For years, Berlin has registered a steady growth in employment figures and, inversely, a declining unemployment rate. But while the city is therefore considered the country’s epicentre of start-up businesses, its established long-term companies are thriving as well. The municipal transport services, for instance, have around 13,300 people on their payroll, the Charité hospital group nearly 17,000 people.
At the same time, Berlin takes pride in being a green metropolis, and literally so: Nearly 32 percent of its total area is covered by green spaces and woodlands. Roughly 2,500 parks provide breathing space for locals and visitors. You may even create your very own park at one of the 915 allotment colonies around town.
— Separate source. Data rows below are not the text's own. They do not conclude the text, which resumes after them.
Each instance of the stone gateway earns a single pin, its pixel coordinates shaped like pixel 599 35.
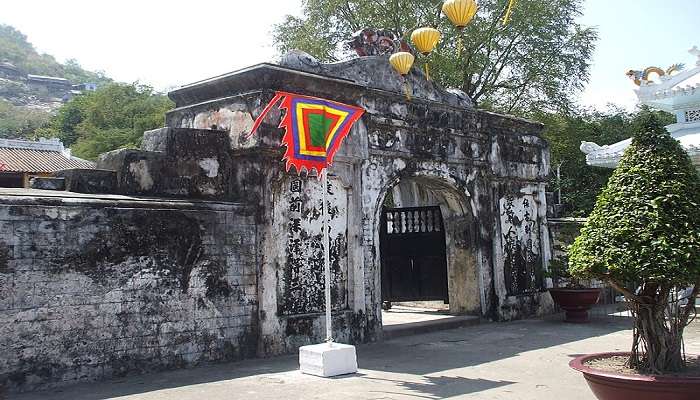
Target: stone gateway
pixel 201 247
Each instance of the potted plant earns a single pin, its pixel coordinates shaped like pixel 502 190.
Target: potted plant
pixel 570 293
pixel 645 228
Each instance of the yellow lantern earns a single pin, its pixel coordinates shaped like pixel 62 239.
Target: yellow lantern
pixel 402 63
pixel 460 12
pixel 425 39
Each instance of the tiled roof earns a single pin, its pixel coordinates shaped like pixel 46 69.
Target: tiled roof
pixel 28 160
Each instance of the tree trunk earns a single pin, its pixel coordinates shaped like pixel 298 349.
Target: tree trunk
pixel 658 334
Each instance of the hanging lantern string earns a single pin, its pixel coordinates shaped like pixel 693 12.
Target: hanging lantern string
pixel 407 88
pixel 460 44
pixel 509 10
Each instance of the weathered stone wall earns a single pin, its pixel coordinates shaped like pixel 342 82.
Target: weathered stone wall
pixel 479 164
pixel 95 288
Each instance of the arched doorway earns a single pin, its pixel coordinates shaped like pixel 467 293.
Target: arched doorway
pixel 427 236
pixel 413 255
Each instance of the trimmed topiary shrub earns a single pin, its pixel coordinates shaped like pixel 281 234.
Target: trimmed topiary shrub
pixel 643 237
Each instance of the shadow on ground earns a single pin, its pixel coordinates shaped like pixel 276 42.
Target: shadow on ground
pixel 427 358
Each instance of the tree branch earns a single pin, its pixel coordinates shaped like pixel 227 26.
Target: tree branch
pixel 620 288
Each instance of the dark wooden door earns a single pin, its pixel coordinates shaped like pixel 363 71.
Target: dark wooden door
pixel 414 264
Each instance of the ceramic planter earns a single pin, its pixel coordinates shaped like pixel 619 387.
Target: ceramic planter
pixel 613 386
pixel 575 302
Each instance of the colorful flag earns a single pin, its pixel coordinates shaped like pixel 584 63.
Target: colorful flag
pixel 314 129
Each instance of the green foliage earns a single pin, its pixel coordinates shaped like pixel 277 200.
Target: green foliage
pixel 19 122
pixel 15 48
pixel 115 116
pixel 580 183
pixel 538 61
pixel 646 223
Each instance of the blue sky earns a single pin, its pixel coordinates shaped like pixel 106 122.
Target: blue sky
pixel 167 43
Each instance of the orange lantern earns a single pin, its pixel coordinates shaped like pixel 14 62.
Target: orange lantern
pixel 425 40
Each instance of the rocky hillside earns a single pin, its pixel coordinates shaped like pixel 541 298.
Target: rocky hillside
pixel 33 85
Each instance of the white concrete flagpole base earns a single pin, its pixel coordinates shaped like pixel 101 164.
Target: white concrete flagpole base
pixel 328 359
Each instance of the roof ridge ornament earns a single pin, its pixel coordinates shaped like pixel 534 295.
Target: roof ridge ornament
pixel 696 52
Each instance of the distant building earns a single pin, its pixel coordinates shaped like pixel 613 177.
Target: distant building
pixel 49 82
pixel 677 93
pixel 85 87
pixel 9 71
pixel 21 160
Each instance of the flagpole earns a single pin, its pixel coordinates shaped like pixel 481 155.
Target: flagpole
pixel 326 259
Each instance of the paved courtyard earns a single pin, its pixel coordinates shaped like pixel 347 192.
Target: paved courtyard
pixel 519 360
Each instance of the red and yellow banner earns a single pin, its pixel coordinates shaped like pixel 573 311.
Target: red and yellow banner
pixel 314 129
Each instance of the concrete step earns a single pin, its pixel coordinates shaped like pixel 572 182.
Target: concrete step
pixel 415 328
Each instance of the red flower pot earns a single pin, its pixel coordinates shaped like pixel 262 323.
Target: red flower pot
pixel 576 302
pixel 614 386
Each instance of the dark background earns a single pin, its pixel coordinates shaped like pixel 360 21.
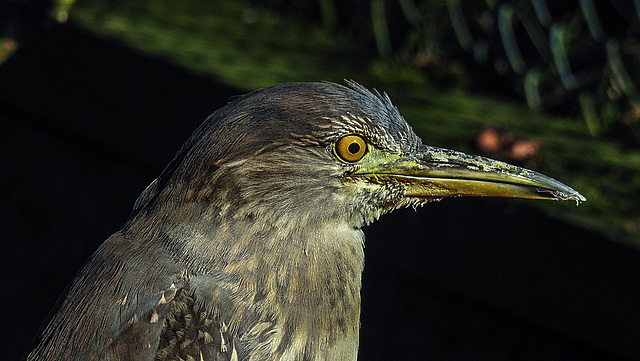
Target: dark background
pixel 86 123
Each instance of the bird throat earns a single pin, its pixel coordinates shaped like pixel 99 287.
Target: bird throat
pixel 293 288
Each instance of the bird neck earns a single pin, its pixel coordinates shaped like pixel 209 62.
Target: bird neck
pixel 304 276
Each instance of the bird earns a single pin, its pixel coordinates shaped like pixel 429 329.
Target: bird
pixel 249 245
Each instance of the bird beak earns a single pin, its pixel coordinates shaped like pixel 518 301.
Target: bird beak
pixel 433 172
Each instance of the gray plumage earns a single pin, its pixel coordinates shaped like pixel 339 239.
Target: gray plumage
pixel 249 244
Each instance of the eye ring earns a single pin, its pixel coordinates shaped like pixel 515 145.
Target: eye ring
pixel 350 148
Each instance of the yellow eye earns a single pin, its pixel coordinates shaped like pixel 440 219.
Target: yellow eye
pixel 351 148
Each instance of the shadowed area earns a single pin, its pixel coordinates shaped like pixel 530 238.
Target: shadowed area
pixel 102 156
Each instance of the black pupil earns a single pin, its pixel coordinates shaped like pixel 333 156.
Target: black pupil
pixel 353 148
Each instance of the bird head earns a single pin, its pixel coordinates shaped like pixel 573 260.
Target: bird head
pixel 313 152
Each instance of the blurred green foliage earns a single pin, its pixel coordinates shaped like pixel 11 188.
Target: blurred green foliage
pixel 248 46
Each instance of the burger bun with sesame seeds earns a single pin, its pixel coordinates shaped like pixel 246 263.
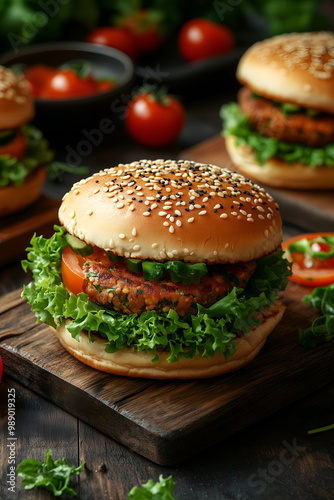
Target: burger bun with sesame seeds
pixel 22 186
pixel 288 97
pixel 195 214
pixel 174 216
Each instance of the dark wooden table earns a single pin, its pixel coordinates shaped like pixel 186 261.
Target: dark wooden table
pixel 274 459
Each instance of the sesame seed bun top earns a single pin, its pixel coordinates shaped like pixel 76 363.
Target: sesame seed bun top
pixel 173 210
pixel 294 67
pixel 16 102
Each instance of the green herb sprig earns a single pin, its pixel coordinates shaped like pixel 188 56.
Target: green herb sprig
pixel 51 475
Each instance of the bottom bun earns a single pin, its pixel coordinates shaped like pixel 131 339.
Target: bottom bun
pixel 276 172
pixel 16 198
pixel 132 363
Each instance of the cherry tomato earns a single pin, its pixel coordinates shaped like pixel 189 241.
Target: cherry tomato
pixel 105 85
pixel 306 270
pixel 144 28
pixel 118 38
pixel 15 148
pixel 65 84
pixel 71 270
pixel 154 120
pixel 201 39
pixel 37 76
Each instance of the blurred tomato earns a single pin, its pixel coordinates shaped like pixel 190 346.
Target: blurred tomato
pixel 65 84
pixel 37 76
pixel 154 119
pixel 201 39
pixel 312 257
pixel 118 38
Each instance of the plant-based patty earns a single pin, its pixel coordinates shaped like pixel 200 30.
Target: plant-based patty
pixel 268 119
pixel 114 286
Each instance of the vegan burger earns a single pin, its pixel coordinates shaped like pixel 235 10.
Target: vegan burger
pixel 161 269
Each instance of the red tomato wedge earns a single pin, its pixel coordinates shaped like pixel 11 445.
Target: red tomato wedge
pixel 319 272
pixel 71 270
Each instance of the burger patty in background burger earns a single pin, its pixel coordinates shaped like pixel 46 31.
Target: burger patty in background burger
pixel 281 132
pixel 23 151
pixel 269 118
pixel 161 269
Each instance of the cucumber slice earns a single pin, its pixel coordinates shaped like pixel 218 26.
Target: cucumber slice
pixel 7 136
pixel 78 246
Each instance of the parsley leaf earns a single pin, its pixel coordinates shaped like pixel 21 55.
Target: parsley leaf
pixel 52 475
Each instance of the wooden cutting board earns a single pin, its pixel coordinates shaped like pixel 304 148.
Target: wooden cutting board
pixel 166 421
pixel 16 230
pixel 309 210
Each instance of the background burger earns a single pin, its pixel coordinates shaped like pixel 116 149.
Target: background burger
pixel 23 151
pixel 161 269
pixel 281 132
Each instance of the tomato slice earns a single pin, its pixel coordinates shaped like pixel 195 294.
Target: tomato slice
pixel 71 270
pixel 316 273
pixel 15 148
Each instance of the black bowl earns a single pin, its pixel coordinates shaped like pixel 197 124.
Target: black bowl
pixel 79 112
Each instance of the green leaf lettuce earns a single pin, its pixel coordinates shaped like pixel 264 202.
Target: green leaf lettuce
pixel 14 171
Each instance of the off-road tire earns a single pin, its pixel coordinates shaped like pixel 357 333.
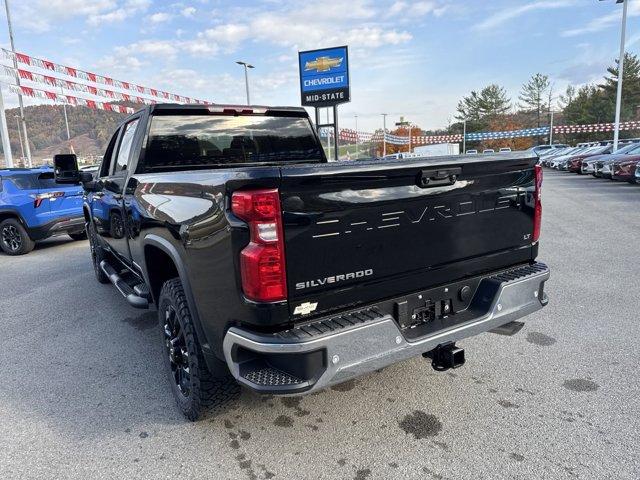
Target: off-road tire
pixel 78 236
pixel 208 392
pixel 97 253
pixel 14 239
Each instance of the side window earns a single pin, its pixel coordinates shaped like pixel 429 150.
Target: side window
pixel 105 165
pixel 125 146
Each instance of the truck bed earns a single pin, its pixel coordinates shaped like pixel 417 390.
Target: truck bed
pixel 362 231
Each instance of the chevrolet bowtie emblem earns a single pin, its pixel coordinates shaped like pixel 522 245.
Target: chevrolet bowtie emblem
pixel 323 64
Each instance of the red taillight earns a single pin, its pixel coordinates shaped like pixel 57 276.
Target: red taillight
pixel 262 265
pixel 537 216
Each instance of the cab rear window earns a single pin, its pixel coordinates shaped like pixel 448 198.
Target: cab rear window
pixel 24 182
pixel 204 141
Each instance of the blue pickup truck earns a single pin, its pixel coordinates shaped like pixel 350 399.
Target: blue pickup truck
pixel 33 207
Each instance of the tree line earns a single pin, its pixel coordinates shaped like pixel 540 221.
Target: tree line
pixel 491 108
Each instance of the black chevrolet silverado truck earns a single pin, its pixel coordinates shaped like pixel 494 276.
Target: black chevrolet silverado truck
pixel 274 269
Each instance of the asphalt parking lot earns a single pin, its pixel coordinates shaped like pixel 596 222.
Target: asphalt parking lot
pixel 83 394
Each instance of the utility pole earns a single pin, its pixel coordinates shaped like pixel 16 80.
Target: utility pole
pixel 6 146
pixel 246 78
pixel 384 134
pixel 616 132
pixel 357 137
pixel 464 136
pixel 20 103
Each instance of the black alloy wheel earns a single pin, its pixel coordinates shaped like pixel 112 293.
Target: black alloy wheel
pixel 14 239
pixel 176 349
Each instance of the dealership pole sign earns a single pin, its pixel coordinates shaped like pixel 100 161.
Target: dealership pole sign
pixel 324 76
pixel 324 83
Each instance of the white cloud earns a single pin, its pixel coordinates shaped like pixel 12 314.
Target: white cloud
pixel 397 7
pixel 227 33
pixel 601 23
pixel 160 17
pixel 127 9
pixel 153 48
pixel 38 16
pixel 116 63
pixel 188 12
pixel 506 14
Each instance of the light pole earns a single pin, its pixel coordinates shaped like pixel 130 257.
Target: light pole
pixel 17 117
pixel 384 134
pixel 357 136
pixel 246 78
pixel 20 104
pixel 66 121
pixel 464 136
pixel 4 133
pixel 616 131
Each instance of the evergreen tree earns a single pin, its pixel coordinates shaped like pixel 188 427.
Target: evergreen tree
pixel 535 95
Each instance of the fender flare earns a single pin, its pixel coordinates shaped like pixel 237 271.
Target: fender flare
pixel 15 213
pixel 168 248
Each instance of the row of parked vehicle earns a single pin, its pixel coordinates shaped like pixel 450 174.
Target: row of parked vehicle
pixel 34 207
pixel 596 159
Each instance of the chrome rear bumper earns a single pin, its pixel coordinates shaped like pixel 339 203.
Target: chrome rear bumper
pixel 262 362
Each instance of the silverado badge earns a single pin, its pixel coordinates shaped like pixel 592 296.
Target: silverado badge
pixel 305 308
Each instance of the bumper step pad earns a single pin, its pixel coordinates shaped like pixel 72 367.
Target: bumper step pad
pixel 271 377
pixel 331 350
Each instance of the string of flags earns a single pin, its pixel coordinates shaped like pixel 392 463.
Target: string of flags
pixel 95 78
pixel 106 88
pixel 77 87
pixel 353 136
pixel 70 99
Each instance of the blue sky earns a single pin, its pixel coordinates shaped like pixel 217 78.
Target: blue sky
pixel 411 58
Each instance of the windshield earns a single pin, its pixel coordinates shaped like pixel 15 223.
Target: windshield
pixel 202 141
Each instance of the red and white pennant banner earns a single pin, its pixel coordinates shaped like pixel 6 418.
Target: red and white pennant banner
pixel 78 87
pixel 430 139
pixel 95 78
pixel 595 127
pixel 58 97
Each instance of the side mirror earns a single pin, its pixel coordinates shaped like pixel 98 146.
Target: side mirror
pixel 65 168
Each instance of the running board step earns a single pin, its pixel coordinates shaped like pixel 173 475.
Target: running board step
pixel 133 295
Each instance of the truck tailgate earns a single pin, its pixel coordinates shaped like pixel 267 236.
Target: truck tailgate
pixel 363 231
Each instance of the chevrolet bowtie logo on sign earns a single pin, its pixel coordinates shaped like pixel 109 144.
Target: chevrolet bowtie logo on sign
pixel 324 76
pixel 323 64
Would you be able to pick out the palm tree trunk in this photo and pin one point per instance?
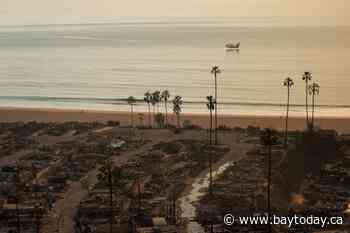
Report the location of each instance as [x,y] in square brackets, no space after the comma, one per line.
[178,120]
[216,111]
[313,109]
[110,201]
[306,103]
[269,185]
[154,114]
[211,128]
[166,114]
[287,115]
[210,154]
[149,115]
[132,115]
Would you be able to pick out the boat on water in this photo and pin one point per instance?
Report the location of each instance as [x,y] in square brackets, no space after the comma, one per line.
[233,46]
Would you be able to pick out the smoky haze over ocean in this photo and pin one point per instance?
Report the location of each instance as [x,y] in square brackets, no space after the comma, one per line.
[96,66]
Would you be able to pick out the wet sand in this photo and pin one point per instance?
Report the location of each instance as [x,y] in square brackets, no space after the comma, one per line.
[10,114]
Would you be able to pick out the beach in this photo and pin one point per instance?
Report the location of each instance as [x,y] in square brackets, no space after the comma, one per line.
[9,114]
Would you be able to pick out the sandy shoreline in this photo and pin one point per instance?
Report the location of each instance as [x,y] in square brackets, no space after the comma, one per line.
[13,114]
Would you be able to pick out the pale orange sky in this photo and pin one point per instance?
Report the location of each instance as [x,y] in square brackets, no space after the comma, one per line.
[24,11]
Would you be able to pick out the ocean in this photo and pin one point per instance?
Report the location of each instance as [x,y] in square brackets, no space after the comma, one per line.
[97,66]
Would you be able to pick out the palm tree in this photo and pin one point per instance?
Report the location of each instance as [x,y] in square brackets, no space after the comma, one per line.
[314,89]
[215,70]
[177,102]
[165,96]
[288,82]
[210,106]
[131,101]
[141,118]
[268,139]
[307,77]
[148,98]
[157,98]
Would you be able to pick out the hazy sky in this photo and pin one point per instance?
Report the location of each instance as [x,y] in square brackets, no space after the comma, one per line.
[56,11]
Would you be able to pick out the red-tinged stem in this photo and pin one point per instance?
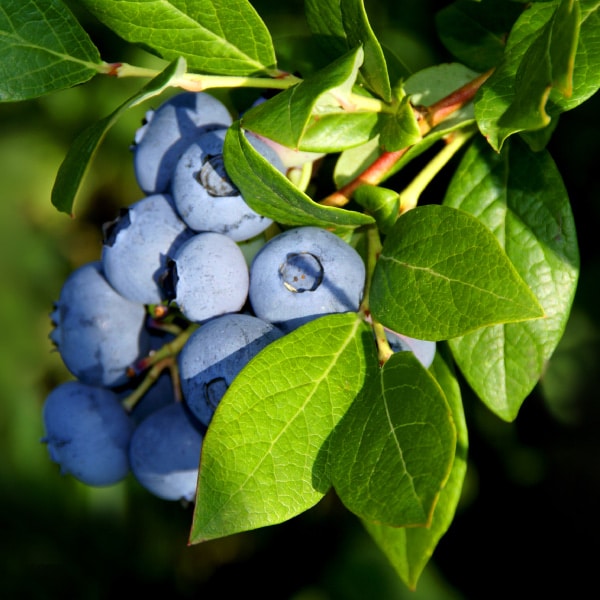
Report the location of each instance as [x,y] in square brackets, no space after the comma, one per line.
[373,174]
[433,115]
[428,118]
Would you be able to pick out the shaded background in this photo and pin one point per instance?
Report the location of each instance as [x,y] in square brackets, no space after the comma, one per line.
[527,524]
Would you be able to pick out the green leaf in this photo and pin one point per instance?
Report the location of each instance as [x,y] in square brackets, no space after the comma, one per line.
[442,274]
[475,32]
[42,49]
[382,203]
[340,25]
[423,88]
[399,129]
[392,452]
[337,132]
[80,154]
[519,195]
[551,65]
[273,195]
[266,453]
[286,117]
[410,548]
[222,37]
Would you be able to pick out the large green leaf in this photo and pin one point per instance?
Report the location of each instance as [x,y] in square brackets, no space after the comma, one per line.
[42,49]
[340,25]
[266,453]
[410,548]
[273,195]
[286,117]
[519,195]
[82,150]
[551,64]
[475,32]
[392,452]
[223,37]
[442,274]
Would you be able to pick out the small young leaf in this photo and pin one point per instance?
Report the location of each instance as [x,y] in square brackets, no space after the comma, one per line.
[75,165]
[475,32]
[341,25]
[273,195]
[442,274]
[392,452]
[551,64]
[409,549]
[42,49]
[519,195]
[338,132]
[285,117]
[266,453]
[223,37]
[399,129]
[423,88]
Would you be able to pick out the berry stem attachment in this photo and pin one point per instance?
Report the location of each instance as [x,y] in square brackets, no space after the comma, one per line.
[374,248]
[168,350]
[433,115]
[130,401]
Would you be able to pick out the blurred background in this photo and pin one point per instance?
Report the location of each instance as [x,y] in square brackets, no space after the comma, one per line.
[528,521]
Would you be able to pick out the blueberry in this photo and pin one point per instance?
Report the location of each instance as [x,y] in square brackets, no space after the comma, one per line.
[304,273]
[422,349]
[88,433]
[168,131]
[165,453]
[161,392]
[215,354]
[207,199]
[136,246]
[207,276]
[97,332]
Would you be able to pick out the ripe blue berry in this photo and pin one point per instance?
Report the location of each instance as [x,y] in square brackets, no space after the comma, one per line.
[207,199]
[207,276]
[215,354]
[168,131]
[165,453]
[136,246]
[88,433]
[97,332]
[304,273]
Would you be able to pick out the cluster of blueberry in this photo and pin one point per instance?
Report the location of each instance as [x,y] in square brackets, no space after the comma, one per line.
[180,249]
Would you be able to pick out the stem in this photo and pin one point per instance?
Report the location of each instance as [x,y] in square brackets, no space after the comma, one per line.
[374,248]
[429,118]
[409,197]
[433,115]
[373,251]
[198,82]
[153,374]
[374,174]
[169,350]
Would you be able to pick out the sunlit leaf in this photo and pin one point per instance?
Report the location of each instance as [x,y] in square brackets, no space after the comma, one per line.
[519,195]
[42,49]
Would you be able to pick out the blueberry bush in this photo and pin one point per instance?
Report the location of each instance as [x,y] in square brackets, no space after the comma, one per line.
[251,141]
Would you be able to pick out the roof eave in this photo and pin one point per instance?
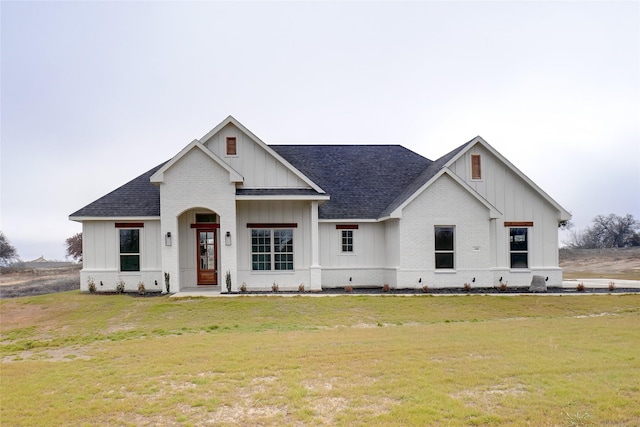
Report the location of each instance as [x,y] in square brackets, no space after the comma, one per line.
[83,218]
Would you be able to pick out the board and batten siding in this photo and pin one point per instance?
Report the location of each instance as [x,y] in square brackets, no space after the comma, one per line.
[374,258]
[446,203]
[259,168]
[517,201]
[101,256]
[274,212]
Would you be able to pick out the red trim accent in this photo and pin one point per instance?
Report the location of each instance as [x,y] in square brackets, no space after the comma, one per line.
[206,226]
[129,224]
[271,225]
[476,167]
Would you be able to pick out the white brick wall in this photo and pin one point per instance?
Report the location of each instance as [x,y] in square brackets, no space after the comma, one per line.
[445,202]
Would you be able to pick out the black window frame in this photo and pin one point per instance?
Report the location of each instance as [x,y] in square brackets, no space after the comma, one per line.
[518,247]
[129,249]
[272,249]
[444,247]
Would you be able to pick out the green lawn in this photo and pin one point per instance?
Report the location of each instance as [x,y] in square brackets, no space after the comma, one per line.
[80,359]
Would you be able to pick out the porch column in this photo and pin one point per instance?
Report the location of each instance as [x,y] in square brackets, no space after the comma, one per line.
[315,271]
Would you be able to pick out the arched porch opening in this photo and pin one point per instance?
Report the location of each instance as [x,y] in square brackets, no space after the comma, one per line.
[199,248]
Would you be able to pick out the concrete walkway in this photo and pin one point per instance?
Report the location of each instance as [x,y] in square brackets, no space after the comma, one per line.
[566,284]
[601,283]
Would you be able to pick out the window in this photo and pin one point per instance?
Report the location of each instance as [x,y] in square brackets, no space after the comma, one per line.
[476,167]
[272,249]
[444,247]
[232,148]
[518,247]
[129,250]
[205,218]
[347,241]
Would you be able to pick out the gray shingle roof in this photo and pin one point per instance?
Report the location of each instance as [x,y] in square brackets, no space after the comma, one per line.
[138,197]
[363,181]
[276,192]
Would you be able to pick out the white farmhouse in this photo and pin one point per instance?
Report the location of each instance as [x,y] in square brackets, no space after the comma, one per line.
[230,208]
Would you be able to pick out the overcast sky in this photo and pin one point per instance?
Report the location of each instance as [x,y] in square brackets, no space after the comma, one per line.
[96,93]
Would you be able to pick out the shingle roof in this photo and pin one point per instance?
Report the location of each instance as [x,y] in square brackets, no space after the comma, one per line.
[276,192]
[421,180]
[362,180]
[137,198]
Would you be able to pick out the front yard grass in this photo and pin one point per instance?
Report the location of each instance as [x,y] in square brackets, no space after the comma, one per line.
[79,359]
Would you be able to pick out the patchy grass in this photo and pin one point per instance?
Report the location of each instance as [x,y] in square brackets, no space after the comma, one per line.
[611,263]
[423,360]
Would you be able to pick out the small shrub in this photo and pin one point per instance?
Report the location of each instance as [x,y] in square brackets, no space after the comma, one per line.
[92,285]
[120,286]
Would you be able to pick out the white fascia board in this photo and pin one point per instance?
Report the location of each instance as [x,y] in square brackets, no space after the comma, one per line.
[493,212]
[564,214]
[281,197]
[158,177]
[114,218]
[349,221]
[266,147]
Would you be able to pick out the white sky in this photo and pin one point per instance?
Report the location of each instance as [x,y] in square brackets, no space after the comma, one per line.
[96,93]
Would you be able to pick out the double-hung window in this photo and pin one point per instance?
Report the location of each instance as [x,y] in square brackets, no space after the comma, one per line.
[519,247]
[271,249]
[129,249]
[444,245]
[347,241]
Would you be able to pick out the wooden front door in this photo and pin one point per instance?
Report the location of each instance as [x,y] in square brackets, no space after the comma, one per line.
[207,257]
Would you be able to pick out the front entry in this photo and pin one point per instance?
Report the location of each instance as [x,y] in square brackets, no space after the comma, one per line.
[207,257]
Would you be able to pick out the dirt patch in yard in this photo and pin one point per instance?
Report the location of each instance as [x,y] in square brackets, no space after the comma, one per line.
[614,263]
[35,281]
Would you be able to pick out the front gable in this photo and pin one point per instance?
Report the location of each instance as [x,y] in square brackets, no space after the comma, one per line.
[497,180]
[260,166]
[195,146]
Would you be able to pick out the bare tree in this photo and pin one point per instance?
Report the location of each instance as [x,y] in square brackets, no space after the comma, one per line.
[8,253]
[74,247]
[611,231]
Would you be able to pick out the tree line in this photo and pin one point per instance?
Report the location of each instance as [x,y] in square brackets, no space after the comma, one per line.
[606,231]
Also qualifying as parks of sorts are the city’s two zoos, one in East- and one in West-Berlin. Among the outdoor attractions are not least the many waterways in the city, crossed by 540 bridges, more than Venice has. Strings of lakes here and there, many of them within easy reach of the inner city, lend themselves to summertime frolics and extended walks along the promenades.
Considering all the advantages mentioned here and the ones left out, it comes as no surprise that the city is booming thanks to a steady stream of incoming migration. Arrivals from inside and outside Germany make it reasonable to expect the city’s population to reach the mark of four million by 2035. New arrivals influence the cityscape with their fresh ideas, ambitious business ventures and cultural differences.
For the same reason, Berlin’s condominium market has been rather busy. Indeed, it was the fastest-selling market in Germany in 2017. Berlin, in short, is facing an auspicious and exciting future.